Altro elemento necessario da citare quando si parla di America Latina è, purtroppo, il narcotraffico. La produzione di sostanze stupefacenti, specialmente marijuana e cocaina, è un’attività ben radicata in molti paesi sud-americani. Il particolare clima e le condizioni geografiche, rendono infatti il Sud America la zona più favorevole per la produzione di stupefacenti in tutto il mondo. Il narcotraffico è inoltre gestito da organizzazioni criminali più o meno grandi che in determinate zone detengono un vero e proprio potere sulle popolazioni. E’ sicuramente uno dei più grandi problemi che dilaniano l’America Latina.
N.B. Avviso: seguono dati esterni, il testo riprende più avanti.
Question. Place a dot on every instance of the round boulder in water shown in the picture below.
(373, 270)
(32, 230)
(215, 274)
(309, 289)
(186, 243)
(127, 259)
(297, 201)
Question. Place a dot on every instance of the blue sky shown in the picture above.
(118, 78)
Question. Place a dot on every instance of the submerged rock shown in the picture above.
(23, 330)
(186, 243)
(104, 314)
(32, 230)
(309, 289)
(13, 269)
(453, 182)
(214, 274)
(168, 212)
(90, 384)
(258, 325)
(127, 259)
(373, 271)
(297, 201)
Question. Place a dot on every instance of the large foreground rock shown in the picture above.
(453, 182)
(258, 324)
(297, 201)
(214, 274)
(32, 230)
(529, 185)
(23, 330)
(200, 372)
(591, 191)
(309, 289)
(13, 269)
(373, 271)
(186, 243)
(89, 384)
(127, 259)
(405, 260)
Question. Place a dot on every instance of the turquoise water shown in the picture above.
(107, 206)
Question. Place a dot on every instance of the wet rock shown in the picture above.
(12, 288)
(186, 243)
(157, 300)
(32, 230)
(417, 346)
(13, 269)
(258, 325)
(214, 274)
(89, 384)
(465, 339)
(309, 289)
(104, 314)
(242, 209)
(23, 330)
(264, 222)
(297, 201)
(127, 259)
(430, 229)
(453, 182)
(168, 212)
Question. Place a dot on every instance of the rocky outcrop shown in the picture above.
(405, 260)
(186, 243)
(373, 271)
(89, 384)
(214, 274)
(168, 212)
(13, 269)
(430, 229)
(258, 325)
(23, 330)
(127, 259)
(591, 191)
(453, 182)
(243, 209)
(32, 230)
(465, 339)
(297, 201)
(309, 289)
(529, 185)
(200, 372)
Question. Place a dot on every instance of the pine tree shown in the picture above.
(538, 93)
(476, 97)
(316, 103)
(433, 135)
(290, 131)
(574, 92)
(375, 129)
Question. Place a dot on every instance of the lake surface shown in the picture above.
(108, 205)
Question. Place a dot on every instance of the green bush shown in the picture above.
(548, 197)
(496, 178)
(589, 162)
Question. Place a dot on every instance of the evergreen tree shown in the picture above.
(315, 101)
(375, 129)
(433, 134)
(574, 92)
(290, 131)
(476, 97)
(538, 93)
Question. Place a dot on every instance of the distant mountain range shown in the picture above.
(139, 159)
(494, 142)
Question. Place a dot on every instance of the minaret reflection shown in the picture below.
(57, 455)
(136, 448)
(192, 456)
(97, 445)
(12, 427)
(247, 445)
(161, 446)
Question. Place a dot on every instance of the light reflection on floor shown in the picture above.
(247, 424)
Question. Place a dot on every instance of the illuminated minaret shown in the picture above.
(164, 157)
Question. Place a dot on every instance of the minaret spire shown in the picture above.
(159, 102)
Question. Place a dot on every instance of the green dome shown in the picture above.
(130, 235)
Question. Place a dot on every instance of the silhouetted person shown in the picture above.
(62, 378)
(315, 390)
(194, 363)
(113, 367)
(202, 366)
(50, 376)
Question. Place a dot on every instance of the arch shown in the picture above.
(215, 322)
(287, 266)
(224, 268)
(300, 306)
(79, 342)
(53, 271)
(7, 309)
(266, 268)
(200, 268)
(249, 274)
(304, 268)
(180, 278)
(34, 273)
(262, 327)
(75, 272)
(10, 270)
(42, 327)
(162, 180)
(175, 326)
Basti pensare che il traffico di cocaina produce circa 500 miliardi di dollari di profitti annualmente. Ad oggi il Messico è diventato l’epicentro dello spaccio di tutta l’America, anche grazie alla sua posizione geografica di “vicino” degli Stati Uniti, cioè del principale consumatore di stupefacenti al mondo. Le bande, i gruppi, i cartelli criminali presenti in Messico sono tra i più sanguinari di sempre, e si rendono protagonisti di omicidi e violenze che ormai purtroppo sono all’ordine del giorno. Anche la Colombia, che fino ai primi anni ’90 fu la patria del tristemente leggendario cartello di Pablo Escobar, ad oggi ha un’importante parte di tutta la ricchezza del Paese che proviene dalla produzione di cocaina sul proprio territorio. Gli Stati Uniti nel corso degli anni hanno dichiarato guerra più volte al narcotraffico, ma i vari cartelli della droga, anche se hanno subito qualche duro colpo, sono più attivi che mai.
Scenari futuri
In tutta l’America Latina sono diverse le situazioni che vedranno uno sviluppo nel prossimo futuro. Per prima la crisi in Venezuela, con Maduro attualmente ancorato al potere grazie anche all’appoggio di Russia e Cina, e con gli Stati Uniti pronti ad un intervento di qualsiasi genere. Lo spostamento generale a favore di una linea conservatrice nelle ultime tornate elettorali in tutta la regione sud-americana caratterizzerà sicuramente un cambiamento politico, di cui la nascita del “Prosur” è solamente un fattore. Gli Stati Uniti dovranno sicuramente reagire in qualche modo all’espansionismo della Cina, più o meno aggressivo, in tutta l’America Latina; Trump, ma anche il suo successore, dovranno tenere d’occhio la politica di Xi Jinping a meno che non vogliano farsi “sfilare” il cosiddetto “giardino di casa”.
Con tutta probabilità insomma l’America Latina da ora in avanti non sarà più il sub-continente dimenticato dall’attenzione pubblica mondiale, ma tornerà ad essere, speriamo in maniera positiva, una regione di grande importanza geopolitica.